Speaking at the Passing-Out Parade of Recruit Course 125 at Ankaful Prison Officers’ Training School in the Central Region, the Minister for the Interior, Muntaka Mohammed-Mubarak has emphasized the need for correctional reform in Ghana, highlighting the government’s commitment to transforming the Prisons Service into a modern correctional facility that focuses on rehabilitation, reformation and reintegration.
He noted that Government remains committed to expanding vocational training, educational programmes and productive inmate enterprises that reinforce rehabilitation, reformation and reintegration.
The minister pointed out that correctional facilities must become centers of reform, not just detention.
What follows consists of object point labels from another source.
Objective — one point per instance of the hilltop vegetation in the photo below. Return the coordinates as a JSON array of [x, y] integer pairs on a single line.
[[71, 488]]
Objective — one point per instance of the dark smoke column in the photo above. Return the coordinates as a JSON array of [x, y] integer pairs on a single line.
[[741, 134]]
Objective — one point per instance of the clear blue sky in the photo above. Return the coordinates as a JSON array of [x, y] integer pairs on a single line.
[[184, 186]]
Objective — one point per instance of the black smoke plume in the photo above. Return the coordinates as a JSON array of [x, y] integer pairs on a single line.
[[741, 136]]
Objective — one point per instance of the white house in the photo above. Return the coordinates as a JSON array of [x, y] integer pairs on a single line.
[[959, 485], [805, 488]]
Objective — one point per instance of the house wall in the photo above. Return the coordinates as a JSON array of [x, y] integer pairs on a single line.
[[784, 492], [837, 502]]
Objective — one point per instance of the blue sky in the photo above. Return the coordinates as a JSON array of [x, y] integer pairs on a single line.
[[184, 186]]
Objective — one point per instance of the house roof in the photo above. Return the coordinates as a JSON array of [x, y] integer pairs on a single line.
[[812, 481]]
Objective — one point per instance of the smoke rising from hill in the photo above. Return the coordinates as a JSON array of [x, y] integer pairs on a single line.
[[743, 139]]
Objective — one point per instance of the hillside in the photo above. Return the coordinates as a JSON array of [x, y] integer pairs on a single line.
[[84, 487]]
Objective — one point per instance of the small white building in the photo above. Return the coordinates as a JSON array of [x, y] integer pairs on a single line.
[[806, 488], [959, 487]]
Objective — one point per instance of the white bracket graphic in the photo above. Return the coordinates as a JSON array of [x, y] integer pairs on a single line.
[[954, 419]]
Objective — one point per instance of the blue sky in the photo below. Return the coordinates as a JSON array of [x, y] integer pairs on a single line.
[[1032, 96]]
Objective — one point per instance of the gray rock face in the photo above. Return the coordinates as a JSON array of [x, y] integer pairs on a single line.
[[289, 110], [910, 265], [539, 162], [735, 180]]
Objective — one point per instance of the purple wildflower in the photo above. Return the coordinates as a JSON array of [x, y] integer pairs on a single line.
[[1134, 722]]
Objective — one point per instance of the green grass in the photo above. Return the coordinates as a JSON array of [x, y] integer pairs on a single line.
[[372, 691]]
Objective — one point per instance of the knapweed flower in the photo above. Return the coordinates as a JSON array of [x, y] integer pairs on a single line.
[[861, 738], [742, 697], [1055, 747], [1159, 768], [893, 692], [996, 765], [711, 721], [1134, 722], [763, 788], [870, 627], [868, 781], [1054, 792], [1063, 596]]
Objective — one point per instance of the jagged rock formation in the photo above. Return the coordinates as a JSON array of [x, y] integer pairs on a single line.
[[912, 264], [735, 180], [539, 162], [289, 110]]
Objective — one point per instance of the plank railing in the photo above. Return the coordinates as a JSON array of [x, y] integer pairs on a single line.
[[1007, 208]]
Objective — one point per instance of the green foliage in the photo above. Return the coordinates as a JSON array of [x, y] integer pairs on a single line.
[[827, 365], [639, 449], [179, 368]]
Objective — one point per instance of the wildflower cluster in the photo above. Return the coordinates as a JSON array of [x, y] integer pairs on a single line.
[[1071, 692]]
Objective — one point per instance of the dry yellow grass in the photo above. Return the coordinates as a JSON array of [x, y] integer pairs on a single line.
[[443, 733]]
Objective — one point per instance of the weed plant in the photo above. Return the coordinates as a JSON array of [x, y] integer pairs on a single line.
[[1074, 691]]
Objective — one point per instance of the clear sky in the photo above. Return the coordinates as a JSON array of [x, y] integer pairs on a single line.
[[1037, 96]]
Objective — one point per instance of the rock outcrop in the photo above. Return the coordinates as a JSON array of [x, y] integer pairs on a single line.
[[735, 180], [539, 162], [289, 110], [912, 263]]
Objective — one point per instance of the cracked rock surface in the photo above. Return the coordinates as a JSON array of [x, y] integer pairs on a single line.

According to him, “is not an act of charity but a strategic investment in national security and human capital. When we empower an inmate with employable skills, we reduce the opportunity for that inmate to re-offend. Rehabilitation and reformation do not occur in isolation but must be linked to purposeful activity.”
To give practical effect to this policy, Muntaka Mohamed-Mubarak announced that Government will scale up support for prison-based ventures, saying that entures such as carpentry, tailoring, agriculture, and industrial operations, including bottled water production, will be central to a sustainable, self-reliant correctional economy.
The Minister also directed all institutions under the Ministry for the Interior to prioritise the purchase of bottled water and toilet rolls produced by the Ghana Prisons Service.
This, he said, will not only reduce the financial burden on the state but also generate revenue and promote inmates’ productivity.
He reassured the leadership and personnel of the Ghana Prisons Service of the Government’s unwavering support, emphasizing that the commitment goes beyond improving logistics and infrastructure to reforming the very foundation of correctional practice in Ghana.
Muntaka Mubarak urged the new officers to serve with integrity, compassion, and professionalism, and assured them that their actions would reflect the high standards of the Service and the trust the nation has placed in them.